6.1. De Raad komt tot de volgende beoordeling.
6.2. Bij bestreden besluit 2 is door het Uwv uitvoering gegeven aan de aangevallen uitspraak. Met dit besluit wordt niet volledig aan het beroep van appellante tegemoet gekomen. Met overeenkomstige toepassing van de artikelen 6:18 en 6:19 van de Awb, zal de Raad bij de behandeling van dit geding tevens een oordeel geven over bestreden besluit 2. Eerst zal de Raad een oordeel geven over het tegen de aangevallen uitspraak ingestelde hoger beroep.

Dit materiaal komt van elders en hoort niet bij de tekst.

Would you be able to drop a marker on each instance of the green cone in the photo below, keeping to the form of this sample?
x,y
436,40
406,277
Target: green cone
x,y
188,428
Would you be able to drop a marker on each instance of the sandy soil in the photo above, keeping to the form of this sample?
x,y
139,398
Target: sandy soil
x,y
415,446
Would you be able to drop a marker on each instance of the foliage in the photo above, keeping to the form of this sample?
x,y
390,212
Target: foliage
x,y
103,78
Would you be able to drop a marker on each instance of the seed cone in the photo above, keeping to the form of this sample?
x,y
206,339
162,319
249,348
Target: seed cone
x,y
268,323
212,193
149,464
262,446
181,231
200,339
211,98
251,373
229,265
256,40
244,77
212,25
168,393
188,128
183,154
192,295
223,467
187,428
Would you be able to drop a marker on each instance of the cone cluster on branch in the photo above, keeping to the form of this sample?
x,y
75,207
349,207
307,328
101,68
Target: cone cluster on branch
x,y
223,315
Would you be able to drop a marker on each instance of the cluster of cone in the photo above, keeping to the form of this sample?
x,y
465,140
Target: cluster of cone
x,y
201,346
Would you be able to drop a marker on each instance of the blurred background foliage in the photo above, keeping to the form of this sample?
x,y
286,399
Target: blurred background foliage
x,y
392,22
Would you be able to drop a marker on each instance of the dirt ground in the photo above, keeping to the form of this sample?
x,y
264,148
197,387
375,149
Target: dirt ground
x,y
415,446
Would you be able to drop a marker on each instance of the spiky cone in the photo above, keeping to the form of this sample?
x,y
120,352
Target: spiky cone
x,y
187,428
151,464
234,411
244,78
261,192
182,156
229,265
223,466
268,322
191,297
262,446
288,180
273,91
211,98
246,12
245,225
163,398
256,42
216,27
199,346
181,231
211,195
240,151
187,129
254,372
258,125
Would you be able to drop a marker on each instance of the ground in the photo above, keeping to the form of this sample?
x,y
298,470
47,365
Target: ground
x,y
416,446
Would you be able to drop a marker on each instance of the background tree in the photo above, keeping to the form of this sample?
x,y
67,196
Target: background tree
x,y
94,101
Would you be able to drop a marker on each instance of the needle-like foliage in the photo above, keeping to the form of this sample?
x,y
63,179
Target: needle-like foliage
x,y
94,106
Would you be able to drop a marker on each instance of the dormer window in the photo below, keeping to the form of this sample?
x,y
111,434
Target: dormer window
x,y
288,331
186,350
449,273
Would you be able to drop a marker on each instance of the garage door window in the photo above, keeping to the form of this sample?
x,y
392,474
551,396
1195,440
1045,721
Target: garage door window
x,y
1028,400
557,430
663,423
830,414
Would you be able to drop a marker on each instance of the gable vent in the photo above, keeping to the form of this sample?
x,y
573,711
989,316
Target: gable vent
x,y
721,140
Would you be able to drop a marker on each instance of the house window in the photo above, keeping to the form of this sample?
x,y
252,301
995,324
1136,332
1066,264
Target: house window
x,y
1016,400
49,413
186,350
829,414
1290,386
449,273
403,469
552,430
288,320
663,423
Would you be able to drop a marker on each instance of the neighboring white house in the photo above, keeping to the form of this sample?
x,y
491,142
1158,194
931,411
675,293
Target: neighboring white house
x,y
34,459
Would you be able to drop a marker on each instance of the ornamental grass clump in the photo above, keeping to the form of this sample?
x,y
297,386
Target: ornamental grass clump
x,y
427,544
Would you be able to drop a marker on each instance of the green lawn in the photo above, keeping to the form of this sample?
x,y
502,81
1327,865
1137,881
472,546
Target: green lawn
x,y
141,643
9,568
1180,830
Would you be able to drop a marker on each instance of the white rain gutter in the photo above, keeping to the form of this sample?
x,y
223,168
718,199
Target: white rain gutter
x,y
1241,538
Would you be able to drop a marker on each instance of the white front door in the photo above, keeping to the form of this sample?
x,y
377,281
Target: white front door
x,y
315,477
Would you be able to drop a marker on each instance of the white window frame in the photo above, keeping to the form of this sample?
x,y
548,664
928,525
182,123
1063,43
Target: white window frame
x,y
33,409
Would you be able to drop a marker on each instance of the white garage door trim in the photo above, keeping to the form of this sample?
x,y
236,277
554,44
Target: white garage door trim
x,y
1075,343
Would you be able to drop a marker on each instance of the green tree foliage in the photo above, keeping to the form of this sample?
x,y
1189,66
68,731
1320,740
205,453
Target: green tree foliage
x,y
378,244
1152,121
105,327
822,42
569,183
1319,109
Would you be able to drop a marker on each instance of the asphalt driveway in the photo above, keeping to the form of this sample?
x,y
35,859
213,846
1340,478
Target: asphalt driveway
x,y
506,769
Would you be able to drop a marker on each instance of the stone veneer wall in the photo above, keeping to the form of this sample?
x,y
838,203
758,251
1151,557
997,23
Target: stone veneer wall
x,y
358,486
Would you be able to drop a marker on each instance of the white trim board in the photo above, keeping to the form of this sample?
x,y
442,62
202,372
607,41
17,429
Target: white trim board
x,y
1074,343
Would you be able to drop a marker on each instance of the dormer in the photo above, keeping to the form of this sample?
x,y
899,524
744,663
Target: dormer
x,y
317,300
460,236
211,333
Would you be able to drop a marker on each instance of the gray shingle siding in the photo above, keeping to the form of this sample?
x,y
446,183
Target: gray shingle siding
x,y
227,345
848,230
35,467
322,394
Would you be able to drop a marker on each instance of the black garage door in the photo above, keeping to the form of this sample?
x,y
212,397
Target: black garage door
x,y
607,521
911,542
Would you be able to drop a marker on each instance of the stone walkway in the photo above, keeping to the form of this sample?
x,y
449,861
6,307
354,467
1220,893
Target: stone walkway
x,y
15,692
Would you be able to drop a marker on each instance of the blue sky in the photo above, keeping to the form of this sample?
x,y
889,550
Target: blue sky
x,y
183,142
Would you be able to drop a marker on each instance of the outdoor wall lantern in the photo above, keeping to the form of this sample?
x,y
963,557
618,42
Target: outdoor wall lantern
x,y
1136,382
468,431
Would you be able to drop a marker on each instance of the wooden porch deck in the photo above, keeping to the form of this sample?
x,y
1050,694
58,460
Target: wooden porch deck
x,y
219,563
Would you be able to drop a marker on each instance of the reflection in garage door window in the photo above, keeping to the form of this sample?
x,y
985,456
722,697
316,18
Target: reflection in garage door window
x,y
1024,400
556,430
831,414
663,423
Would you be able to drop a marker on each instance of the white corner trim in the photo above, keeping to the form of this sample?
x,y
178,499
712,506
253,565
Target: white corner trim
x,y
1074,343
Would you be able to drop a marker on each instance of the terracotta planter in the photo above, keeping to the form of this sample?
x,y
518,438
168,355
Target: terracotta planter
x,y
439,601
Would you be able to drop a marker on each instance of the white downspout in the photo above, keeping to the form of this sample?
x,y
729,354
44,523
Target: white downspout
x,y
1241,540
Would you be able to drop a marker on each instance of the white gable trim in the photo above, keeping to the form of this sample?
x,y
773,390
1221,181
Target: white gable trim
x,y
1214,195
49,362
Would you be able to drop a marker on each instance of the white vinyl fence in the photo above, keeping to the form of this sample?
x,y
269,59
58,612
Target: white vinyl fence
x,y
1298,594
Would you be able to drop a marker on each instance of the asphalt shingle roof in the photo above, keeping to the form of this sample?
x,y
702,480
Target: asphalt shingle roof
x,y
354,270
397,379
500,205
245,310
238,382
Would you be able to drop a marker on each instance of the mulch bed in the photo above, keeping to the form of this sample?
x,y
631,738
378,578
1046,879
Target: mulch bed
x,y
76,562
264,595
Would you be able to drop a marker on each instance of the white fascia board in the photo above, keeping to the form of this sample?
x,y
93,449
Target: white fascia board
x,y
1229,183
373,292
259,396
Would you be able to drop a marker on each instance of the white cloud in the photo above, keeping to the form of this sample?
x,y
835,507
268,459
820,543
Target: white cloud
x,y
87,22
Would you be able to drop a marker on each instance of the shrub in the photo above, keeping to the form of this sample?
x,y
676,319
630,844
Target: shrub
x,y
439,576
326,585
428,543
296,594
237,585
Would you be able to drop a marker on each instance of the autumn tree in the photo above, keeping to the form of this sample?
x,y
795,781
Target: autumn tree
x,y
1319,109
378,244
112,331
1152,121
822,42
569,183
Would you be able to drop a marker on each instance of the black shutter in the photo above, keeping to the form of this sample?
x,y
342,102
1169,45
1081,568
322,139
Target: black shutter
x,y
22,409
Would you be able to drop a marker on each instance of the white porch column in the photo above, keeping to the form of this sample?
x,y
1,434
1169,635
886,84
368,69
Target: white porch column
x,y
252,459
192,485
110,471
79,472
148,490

6.3. De Raad is met de rechtbank van oordeel dat de medische grondslag van bestreden besluit 1 ten aanzien van de door de rechtbank geaccordeerde items van de FML toereikend is. De Raad onderschrijft het oordeel van de rechtbank hierover en de overwegingen die daartoe hebben geleid. Daaraan voegt de Raad toe dat bezwaarverzekeringsarts W. Ebbelaar in haar schriftelijke reactie van 23 april 2009 genoegzaam heeft gemotiveerd waarom het operatieverslag van 5 januari 2009 geen aanleiding geeft om appellante meer dan wel ernstiger beperkt te achten. De in hoger beroep door appellante ingebrachte brief van 8 januari 2009 van chirurg dr. B.J. Dwars geeft evenmin aanleiding om te twijfelen aan de medische grondslag van bestreden besluit 1, aangezien deze brief geen nieuwe medische gegevens bevat die een ander licht werpen op de belastbaarheid van appellante ten tijde van de datum in geding. Dit geldt eveneens voor de in hoger beroep overgelegde brief van chirurg Dwars van 23 juni 2009.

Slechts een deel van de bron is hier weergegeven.